Comment 12 David Marchand 2022-03-22 08:55:25 UTC
I can do nothing of the beaker logs: I can see no DPDK or OVS commands, it's hard to tell what is what. There is no usable logs.

To save time, please provide an environment and a way to reproduce the issue, and I will have a look.

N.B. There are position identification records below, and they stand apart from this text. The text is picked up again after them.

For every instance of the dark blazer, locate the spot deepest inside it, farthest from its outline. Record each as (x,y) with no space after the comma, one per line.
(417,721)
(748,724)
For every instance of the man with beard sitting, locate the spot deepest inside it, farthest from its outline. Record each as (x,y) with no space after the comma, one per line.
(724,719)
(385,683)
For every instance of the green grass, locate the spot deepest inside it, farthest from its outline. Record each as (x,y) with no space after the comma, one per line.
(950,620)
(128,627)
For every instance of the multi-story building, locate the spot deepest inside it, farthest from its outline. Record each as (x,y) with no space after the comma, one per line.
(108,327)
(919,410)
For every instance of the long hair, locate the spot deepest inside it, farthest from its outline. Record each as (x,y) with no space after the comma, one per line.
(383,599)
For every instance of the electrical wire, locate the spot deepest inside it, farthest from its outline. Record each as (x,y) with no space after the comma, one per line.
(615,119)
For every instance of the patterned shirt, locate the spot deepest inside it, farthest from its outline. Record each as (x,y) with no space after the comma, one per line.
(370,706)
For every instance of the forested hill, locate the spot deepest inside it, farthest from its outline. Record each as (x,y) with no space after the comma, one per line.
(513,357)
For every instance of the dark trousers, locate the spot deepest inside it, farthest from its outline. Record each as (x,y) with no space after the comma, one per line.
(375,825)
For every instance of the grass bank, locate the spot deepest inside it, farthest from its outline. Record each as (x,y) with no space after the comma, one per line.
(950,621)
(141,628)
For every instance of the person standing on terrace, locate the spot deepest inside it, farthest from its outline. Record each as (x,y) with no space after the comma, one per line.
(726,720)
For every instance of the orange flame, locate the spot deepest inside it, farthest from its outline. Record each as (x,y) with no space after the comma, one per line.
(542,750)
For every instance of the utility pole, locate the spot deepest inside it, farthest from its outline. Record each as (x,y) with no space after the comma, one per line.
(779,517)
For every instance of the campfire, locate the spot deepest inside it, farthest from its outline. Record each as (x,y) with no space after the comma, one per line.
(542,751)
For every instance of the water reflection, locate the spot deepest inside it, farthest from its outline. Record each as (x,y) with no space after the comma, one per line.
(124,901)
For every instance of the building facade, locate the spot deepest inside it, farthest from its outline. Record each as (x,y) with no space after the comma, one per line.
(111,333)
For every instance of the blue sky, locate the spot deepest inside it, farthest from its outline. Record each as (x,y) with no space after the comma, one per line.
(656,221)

Comment 16 liting 2022-03-28 12:39:31 UTC
I upgrade the i40e firmware of netqe22, the case still not work well. you can continue to access to them for debug. thanks.
[root@netqe32 ~]# ethtool -i ens3f0
driver: i40e
version: 4.18.0-305.el8.x86_64
firmware-version: 8.50 0x8000b6ed 1.3082.0
expansion-rom-version: 
bus-info: 0000:5e:00.0
supports-statistics: yes
supports-test: yes
supports-eeprom-access: yes
supports-register-dump: yes
supports-priv-flags: yes

Comment 17 David Marchand 2022-03-28 13:35:09 UTC
Links are not even going up with kernel netdevs.
I logged on the systems and I see following.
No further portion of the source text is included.